If Google and Airbnb went into partnership tomorrow, and took over your closest competitor, what game-changing product or service might they launch in 18 months time?
That’s one of the scenarios I’ll be using in a client workshop in a couple of weeks, not because it’s likely to happen, but because the trends those companies represent have the potential to dramatically change the way my client’s industry works.

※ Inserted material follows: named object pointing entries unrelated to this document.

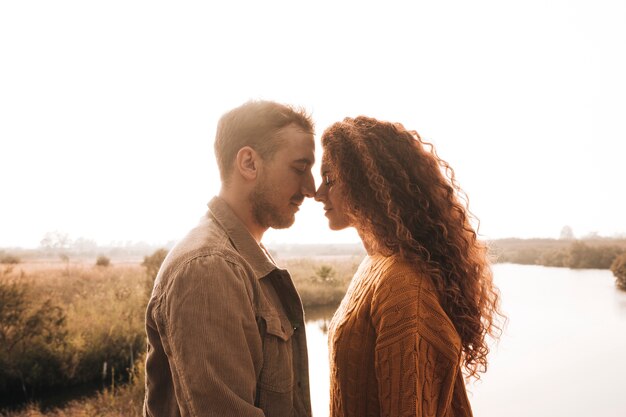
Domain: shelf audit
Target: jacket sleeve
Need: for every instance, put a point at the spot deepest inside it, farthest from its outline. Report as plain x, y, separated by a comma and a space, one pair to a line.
415, 378
213, 342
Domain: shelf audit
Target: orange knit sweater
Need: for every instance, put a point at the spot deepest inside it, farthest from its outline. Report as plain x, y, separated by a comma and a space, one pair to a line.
393, 350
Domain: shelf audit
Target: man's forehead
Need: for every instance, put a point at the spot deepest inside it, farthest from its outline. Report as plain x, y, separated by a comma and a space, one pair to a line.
299, 145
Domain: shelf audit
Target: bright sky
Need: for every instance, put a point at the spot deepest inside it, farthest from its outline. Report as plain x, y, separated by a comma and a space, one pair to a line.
108, 109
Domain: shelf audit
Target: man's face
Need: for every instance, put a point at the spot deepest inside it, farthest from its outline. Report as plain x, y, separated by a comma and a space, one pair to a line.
285, 180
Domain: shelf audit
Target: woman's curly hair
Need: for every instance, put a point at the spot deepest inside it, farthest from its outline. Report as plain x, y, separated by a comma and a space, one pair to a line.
405, 200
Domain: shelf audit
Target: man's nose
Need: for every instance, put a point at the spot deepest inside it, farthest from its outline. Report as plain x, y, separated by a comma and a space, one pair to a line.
308, 186
320, 195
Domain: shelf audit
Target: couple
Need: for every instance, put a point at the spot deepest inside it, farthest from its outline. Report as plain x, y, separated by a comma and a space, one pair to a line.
225, 324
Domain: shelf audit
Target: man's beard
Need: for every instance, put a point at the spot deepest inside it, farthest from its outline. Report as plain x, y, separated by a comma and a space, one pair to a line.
264, 211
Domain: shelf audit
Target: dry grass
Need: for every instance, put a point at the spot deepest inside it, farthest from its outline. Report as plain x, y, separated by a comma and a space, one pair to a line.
104, 309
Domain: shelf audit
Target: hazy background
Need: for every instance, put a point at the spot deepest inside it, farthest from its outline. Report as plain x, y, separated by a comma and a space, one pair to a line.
108, 109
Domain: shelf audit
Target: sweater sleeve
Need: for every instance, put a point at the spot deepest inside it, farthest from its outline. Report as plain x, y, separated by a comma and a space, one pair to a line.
415, 376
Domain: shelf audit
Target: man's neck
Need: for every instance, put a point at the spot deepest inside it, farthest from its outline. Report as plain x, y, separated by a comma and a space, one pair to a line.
242, 208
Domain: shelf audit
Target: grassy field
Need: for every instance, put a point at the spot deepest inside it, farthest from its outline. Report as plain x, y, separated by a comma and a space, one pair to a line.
65, 324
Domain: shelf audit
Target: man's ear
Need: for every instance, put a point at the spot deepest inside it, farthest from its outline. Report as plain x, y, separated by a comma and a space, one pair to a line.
247, 163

There’s no point developing things to suit a world that no longer exists, so when you’re revisiting your strategy, you need a pretty clear idea about what the world might look like in a few years’ time. What will have changed and what will remain the same, for your industry and for the customers it serves? It’s one thing to list out the big trends and likely changes, but it’s another thing to anticipate the profound impact they might have on the needs, attitudes and expectations of your customers, suppliers and competitors, and ultimately, the threats and opportunities they will create for you.
That’s where these kinds of scenario can make a huge difference to your thinking. Pick real companies that exemplify the big trends that are relevant to you, and imagine them moving into your industry. Suddenly it feels real – it gives you and your team something tangible to talk about and to work with.
My client provides DNA matching, among other things, to help transplant centres around the world obtain the most suitable tissues and organs for their patients. It takes a wealth of expert knowledge, a huge database of potential donors, and some serious analytics to find the right match.
But there are some big trends going on around data and analytics, expert systems and artificial intelligence; just as there are big trends in crown-sourcing and global community building. So, what would a Google / Airbnb partnership do if it were their business? Maybe they’d use machine intelligence to build a self-service on-line tool, and a peer-to-peer platform to support transactions directly between patient and donor. Maybe there are reasons that can’t happen, and maybe there are other, more likely scenarios, but that’s the point of discussion: what could the future look like?
And that’s when you can start asking the real questions: of all those scenarios, which is the one that’s best for your customers and for you? Because one thing’s for sure, if you can imagine it happening, others can as well, and if you don’t make it happen, someone else probably will.
Have you thought about the scenarios that could unfold if the big trend-setters moved into your industry? And will you lead the revolution, or will you be scrambling for a niche in the aftermath?